According to the United Nations Conference on Trade and Development (UNCTAD), advance rulings must protect the confidential information provided by the merchant, can be revoked if a change of circumstances occurs and give the applicant a right of appeal.
The guidelines of the World Customs Organization (WCO) related to advance rulings, as established in standard 9.9 of the Revised Tokyo Convention, define the term as follows:
The expression “binding resolution” (or “advance ruling”) generally designates the option of customs to issue a decision, at the request of the economic operator planning a foreign trade operation related to the regulations in force. The main benefit for the beneficiary is the legal guarantee that the decision will be applied.
Advance rulings are binding decisions made by Customs at the request of the person interested in certain specific details related to the goods, in particular, regarding their classification and origin, in preparation for import or export.
According to the United Nations Economic Commission for Europe (UNECE), advance rulings facilitate the declaration and, therefore, the clearance process, since with these, the classification of goods is determined in advance and such resolution is mandatory for all customs offices for a specified period of time, for example three months or one year.
Importers and exporters often face inconsistent classification and origin decisions depending on, for example, the customs office where the import or export takes place, or the rotation assigned to the officials in charge of the assessment.
This causes uncertainty throughout the entire commercial transaction since these different decisions have an impact on the amount of the rights that must be paid and, ultimately, on the final price of the product. This uncertainty can lead to supply chains moving to countries and places where there is greater certainty, predictability and reliability, which will therefore affect the development of trade.
In accordance with Standard 9.8 of the Revised Kyoto Convention (CKR) and the WCO Recommendation on binding classification information prior to entry, requests for early termination must be submitted in writing.
Likewise, it is pointed out that the Customs must issue the advance resolution in writing, including the indication of the right of appeal.
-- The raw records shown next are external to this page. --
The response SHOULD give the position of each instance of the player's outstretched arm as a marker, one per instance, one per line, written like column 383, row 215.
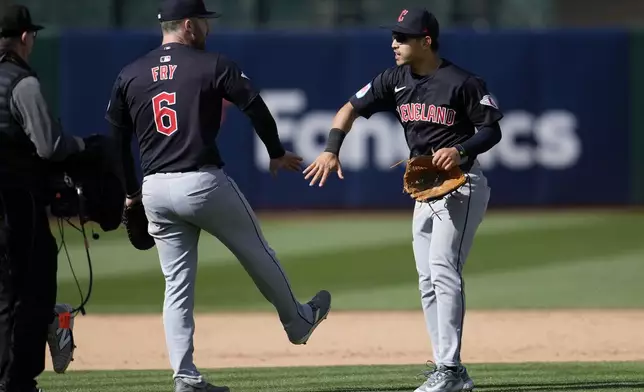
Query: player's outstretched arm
column 264, row 124
column 329, row 160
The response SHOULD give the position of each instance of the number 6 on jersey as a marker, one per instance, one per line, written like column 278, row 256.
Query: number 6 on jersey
column 161, row 112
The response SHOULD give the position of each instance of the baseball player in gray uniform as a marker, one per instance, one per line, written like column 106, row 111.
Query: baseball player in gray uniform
column 439, row 106
column 171, row 99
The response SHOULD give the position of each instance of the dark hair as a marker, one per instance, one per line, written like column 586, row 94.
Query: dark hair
column 171, row 26
column 434, row 45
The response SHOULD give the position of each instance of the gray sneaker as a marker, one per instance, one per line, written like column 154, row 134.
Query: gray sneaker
column 182, row 386
column 321, row 305
column 468, row 383
column 60, row 337
column 442, row 380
The written request must include a complete description of the goods, brochures or samples to facilitate proper classification.
Ideally, Customs should establish a specialized unit at the regional and central level that ensures a uniform and consistent operation of the early resolution system.
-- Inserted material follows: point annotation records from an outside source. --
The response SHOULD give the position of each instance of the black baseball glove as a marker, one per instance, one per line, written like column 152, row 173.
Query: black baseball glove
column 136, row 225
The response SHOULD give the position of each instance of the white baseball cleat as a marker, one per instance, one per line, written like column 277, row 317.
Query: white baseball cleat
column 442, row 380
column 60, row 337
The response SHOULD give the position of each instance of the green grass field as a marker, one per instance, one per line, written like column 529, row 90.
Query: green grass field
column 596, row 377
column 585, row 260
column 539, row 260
In a recent study on the impact of trade facilitation measures on trade costs, the OECD identified that the advance ruling system was the trade facilitation measure that had the greatest impact at the individual level,
The OECD identified 12 trade facilitation indicators, which, when applied in their entirety, could potentially lead to a total 10% reduction in trade costs. In the exclusive case of advance rulings, its effect on trade costs was estimated to be a reduction of about 5.4 percent.